Published by Australian Financial Review, Wednesday 15 June
Of all the tired metaphors being volleyed back and forth during this election campaign, the “budget black hole” is my least favourite.
States and medical interest groups accuse the Liberal government of creating a hospital-funding black hole by reneging on the core funding commitments made in a 2011 agreement. The Liberals have accused Labor of creating a black hole for the budget by sticking to the (then bipartisan) 2011 agreement, in which the commonwealth and states would equally finance the growth in hospital costs.
Now both parties have backed away from the 2011 agreement, albeit to different extents, with neither proposing any plan for funding hospital cost growth beyond 2020. The budget black hole is now a bi-partisan one.
In astronomy, black holes are known for invisibly vacuuming up light. In Australia, they are becoming notorious for obliterating policy substance.
Refusal to fund hospital cost growth does not make either party fiscally responsible. There will be no savings from tearing up the 2011 commitments. Demand for hospital services will continue to grow as new medical treatments are developed and the population grows. The costs will continue to fall on taxpayers – the only question is whether it is the state or commonwealth that bears them.
It is unfortunate that this campaign is focussed on rehashing policy squabbles thought to be resolved five years ago. Political parties are serving us poorly if policy debate is to re-open and close the same can of worms.

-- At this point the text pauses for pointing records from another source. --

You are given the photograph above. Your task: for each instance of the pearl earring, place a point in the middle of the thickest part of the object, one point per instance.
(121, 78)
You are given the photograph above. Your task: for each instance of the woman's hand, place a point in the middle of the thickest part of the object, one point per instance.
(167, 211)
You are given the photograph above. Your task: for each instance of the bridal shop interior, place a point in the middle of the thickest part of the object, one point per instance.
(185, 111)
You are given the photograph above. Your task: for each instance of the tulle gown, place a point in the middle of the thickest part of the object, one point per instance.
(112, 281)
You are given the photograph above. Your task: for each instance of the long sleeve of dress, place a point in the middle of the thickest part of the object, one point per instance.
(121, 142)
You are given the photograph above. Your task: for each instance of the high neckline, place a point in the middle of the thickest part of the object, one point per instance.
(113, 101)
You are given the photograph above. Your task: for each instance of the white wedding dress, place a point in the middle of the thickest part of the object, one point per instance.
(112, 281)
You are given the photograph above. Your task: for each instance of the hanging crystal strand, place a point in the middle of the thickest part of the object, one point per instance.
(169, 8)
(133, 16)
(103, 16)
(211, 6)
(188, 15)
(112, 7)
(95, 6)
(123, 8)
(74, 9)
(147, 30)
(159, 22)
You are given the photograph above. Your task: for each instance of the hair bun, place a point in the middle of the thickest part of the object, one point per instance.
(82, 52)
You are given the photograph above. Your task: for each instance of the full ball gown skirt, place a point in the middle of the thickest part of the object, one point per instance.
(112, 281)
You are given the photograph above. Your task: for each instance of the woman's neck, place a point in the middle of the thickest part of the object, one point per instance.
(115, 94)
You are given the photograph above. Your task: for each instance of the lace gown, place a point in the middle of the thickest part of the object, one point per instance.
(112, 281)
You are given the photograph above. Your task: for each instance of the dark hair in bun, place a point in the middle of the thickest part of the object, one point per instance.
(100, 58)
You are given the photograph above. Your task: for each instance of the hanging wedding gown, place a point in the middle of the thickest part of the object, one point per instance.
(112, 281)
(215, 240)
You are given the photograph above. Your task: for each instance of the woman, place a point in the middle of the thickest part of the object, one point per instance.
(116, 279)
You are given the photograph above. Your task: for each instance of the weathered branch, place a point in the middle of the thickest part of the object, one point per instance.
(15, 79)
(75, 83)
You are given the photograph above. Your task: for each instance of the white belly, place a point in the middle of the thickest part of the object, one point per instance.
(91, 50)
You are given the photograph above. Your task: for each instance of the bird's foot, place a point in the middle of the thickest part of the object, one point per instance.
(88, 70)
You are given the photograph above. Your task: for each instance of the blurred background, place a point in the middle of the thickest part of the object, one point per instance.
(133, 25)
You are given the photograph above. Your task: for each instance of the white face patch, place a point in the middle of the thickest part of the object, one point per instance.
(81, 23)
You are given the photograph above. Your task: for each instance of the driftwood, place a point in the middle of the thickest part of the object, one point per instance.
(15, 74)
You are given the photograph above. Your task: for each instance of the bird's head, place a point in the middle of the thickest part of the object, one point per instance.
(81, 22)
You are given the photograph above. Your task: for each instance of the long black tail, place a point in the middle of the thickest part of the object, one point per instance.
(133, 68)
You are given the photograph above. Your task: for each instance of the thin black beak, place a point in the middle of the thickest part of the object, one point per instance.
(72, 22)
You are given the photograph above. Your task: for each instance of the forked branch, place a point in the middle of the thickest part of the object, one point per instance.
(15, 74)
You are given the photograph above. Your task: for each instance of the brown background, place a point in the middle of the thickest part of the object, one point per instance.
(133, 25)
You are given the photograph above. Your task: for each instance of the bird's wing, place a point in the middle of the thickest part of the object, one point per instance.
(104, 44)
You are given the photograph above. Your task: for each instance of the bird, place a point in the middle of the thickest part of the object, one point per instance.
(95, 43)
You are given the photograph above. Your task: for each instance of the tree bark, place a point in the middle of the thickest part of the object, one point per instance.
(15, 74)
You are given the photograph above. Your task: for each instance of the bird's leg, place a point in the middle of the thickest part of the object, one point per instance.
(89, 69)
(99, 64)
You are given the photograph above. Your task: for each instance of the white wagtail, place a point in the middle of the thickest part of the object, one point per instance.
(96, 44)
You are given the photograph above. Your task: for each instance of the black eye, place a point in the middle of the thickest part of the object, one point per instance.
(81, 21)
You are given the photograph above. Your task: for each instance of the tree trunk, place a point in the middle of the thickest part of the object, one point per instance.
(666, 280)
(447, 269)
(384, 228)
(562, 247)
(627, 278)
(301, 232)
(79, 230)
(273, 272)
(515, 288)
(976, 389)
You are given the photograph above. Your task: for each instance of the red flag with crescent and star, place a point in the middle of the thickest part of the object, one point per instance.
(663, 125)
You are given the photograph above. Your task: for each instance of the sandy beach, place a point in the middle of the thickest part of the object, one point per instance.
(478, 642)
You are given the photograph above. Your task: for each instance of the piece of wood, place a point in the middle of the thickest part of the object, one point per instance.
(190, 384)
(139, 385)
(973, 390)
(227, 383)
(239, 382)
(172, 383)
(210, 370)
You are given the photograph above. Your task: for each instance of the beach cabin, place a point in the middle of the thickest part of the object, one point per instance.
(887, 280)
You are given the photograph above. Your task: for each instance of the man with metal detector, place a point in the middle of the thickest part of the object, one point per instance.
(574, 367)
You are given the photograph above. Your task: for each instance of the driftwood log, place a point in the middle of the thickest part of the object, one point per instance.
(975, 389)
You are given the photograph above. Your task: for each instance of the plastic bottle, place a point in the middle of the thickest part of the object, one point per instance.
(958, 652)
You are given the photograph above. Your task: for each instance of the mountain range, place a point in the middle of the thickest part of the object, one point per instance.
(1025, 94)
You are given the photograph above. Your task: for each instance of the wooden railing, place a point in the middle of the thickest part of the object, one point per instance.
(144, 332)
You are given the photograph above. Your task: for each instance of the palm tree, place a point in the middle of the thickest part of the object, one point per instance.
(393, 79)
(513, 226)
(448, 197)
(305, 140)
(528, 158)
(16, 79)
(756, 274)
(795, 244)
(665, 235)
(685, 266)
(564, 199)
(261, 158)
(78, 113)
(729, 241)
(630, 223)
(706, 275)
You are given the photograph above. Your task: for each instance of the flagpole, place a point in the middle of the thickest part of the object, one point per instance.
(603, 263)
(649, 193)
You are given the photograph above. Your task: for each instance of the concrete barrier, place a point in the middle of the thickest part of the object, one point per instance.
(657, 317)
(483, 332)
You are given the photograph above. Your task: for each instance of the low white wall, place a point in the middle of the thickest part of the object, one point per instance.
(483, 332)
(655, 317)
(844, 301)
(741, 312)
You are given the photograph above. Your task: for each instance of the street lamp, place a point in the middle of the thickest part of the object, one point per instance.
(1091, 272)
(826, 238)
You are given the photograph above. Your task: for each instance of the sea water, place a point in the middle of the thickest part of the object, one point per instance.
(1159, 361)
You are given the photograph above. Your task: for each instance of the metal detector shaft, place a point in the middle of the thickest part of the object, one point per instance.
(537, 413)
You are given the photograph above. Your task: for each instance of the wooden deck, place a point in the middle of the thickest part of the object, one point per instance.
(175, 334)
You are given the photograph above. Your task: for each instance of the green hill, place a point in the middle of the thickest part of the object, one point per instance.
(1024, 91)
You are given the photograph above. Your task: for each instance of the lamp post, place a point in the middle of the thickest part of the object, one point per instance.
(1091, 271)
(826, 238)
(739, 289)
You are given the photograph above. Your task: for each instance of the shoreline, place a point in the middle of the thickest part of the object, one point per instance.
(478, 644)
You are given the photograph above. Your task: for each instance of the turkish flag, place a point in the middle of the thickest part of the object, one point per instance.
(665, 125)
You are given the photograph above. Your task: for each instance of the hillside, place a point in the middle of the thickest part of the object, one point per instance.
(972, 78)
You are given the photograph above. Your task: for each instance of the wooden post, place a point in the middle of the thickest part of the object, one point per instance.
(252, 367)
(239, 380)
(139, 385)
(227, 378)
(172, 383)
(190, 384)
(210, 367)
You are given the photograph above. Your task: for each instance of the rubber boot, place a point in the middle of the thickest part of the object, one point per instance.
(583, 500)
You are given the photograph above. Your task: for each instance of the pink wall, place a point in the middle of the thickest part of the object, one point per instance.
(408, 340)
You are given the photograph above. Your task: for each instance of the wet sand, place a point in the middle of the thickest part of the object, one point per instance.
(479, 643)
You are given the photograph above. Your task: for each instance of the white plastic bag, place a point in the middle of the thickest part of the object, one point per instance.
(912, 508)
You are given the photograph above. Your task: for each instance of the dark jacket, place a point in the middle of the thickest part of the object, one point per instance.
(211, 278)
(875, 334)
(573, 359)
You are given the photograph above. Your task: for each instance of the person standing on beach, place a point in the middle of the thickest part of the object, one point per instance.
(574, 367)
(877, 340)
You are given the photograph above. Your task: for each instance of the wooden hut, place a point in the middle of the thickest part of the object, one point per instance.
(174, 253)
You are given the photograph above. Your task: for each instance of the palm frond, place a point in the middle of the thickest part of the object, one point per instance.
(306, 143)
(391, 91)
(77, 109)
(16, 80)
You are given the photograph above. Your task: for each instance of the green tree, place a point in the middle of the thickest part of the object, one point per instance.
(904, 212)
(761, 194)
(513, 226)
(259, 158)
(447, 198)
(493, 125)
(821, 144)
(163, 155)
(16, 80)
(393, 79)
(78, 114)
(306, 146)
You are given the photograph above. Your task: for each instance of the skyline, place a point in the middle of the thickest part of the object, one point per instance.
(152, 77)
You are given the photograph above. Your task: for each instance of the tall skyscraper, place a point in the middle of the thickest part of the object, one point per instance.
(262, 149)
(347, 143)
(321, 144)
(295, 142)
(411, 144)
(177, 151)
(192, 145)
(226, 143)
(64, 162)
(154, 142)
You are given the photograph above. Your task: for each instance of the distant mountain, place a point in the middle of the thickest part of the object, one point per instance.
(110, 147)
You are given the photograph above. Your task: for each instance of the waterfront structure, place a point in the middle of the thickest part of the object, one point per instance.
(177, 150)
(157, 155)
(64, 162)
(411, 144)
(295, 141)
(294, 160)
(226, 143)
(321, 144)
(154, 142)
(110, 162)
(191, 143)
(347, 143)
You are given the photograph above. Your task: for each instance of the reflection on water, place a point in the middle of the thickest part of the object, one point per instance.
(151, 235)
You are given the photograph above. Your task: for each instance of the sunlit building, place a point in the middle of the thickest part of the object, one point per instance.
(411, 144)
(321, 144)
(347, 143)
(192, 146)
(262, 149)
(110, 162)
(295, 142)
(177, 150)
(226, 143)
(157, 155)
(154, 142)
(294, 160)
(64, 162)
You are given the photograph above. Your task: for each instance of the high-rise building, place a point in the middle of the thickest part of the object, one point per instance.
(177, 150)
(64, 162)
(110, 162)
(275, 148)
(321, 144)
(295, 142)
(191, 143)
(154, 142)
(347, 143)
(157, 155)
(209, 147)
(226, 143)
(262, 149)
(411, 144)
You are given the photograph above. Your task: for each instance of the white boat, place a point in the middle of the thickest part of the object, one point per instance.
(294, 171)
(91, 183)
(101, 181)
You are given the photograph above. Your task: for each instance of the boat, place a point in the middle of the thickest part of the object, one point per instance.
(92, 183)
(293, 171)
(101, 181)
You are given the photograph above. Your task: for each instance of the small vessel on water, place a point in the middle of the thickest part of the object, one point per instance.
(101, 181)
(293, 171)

The more mature policy discussion we deserve would focus on how we want to constrain growth in hospital costs – whether by improving prevention, reducing less effective services, substituting more-expensive health workers with less-expensive ones, or trying to increase incentives for cost-control within hospitals.
The 2011 National Health Reform Agreement pursued this exact focus: developing substantive, evidence-based measures to achieve long-term cost control. It did this by establishing a bipartisan agreement for constraining growth in hospital costs through the introduction of Activity-Based Funding (ABF). As its name suggests, ABF ensures that hospitals get paid for what they do – their activity. Importantly, it introduces powerful incentives for efficiency by paying hospitals at a National Efficient Price for each treatment – not according to how much money the hospital did or didn’t squander during a treatment.
ABF has succeeded. Victoria, which has had ABF for decades, has consistently achieved the best hospital cost control in the country. Since it was introduced nationally, average treatment costs have gone down across public hospitals. The original 2014 National Efficient Price was $5,007 per average patient treated. This year’s price should be higher, given inflation, but instead has fallen to $4883.
While the average patient is now less expensive to treat, there are more and more of them – so total costs will continue to grow. However these costs are not growing as fast as originally projected.
To tackle these costs, we need a strategy focussed on prevention, effectiveness and efficiency of care. The latter requires further payment system reform, not regarding average as good enough for example, and focusing on quality of care as well.
Whoever leads the next government should focus on developing a concrete strategy for ongoing funding certainty to hospitals and state budgets, and provide the coherence and vision of the 2011 agreement – not the stop-start forward-back acrobatics of the last few years.